Green Party leaders said that, since pollsters are generally omitting Ms. McKinney in their research, the poll numbers are showing dishonest and manipulated results, with the McKinney-Clemente campaign effectively censored from major media coverage of the race.

“Voters deserve to know about all the names they’ll see on the ballot on Election Day, and to know which candidate best represents one’s interests and ideals. It’s time to end debates limited to candidates approved by sponsoring corporations and pollsters,” said Sanda Everette.

Greens are appealing to New Orleans area community organizations as well as women’s, student, and human rights groups to join the demand for Cynthia McKinney’s inclusion in the New Orleans debate.

Greens note that Ms. McKinney, a member of the US House (Dem-Ga.) at the time of the hurricane, has been intimately involved in the post-Katrina survivors’ issues, and that she:

Joined the Select Bipartisan Committee to Investigate the Preparation for and Response to Hurricane Katrina, despite the Democratic Party leadership’s call for Democratic members to boycott the committee.

Led a congressional delegation to the site of the devastation, arranged for survivors to testify before the Commission, and inserted a 75-page supplement in the Final Report of the Katrina Commission exposing many problems not otherwise addressed.

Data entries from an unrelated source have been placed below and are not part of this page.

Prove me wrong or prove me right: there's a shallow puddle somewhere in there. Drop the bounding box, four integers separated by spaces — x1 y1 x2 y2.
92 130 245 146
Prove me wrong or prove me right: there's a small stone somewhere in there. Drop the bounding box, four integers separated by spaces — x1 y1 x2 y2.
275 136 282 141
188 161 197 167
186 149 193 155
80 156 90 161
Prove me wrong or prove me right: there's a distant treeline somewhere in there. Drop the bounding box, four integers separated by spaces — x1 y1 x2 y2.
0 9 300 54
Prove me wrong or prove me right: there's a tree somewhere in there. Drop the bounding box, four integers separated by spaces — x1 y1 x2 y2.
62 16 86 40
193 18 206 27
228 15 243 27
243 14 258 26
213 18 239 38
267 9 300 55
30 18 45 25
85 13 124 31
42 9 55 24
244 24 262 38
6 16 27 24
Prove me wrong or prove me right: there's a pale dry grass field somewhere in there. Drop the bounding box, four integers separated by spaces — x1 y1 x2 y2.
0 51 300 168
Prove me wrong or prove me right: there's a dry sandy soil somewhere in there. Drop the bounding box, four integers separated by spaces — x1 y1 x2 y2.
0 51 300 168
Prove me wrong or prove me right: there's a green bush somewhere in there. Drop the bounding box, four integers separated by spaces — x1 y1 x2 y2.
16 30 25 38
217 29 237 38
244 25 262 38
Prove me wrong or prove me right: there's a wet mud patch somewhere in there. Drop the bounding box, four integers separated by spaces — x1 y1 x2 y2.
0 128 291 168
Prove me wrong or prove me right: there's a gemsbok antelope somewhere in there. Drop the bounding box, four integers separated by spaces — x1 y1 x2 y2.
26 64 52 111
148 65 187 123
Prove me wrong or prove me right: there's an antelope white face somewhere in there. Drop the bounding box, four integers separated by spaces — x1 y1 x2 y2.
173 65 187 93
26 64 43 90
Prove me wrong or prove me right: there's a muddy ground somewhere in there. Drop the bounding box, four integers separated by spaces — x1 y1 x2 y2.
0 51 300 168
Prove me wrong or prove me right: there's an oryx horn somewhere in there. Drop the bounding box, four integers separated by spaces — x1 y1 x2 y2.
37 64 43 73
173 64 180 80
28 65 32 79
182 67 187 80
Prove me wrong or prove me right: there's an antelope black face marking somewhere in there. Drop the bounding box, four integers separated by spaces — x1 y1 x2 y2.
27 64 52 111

Introduced the first legislation concerning the clean-up toxicity in the region and restoring the homes of displaced residents.

Tracked hundreds of bills and worked closely with other members of Congress on drafting combined legislation that addressed many survivor issues.

Led a march across the bridge to Gretna, Louisiana, with people displaced by Katrina who had been refused passage during the hurricane; introduced a bill to deny funding to the Gretna police department because of its role in turning away thousands of hurricane survivors, mostly African Americans, at the Crescent City Connection bridge. Ms. McKinney was the only member of Congress to join the November 7, 2005 march.

Continues to works actively with the Reconstruction Party, a local political party in New Orleans, and in support of displaced residents’ right of return and other survivor issues.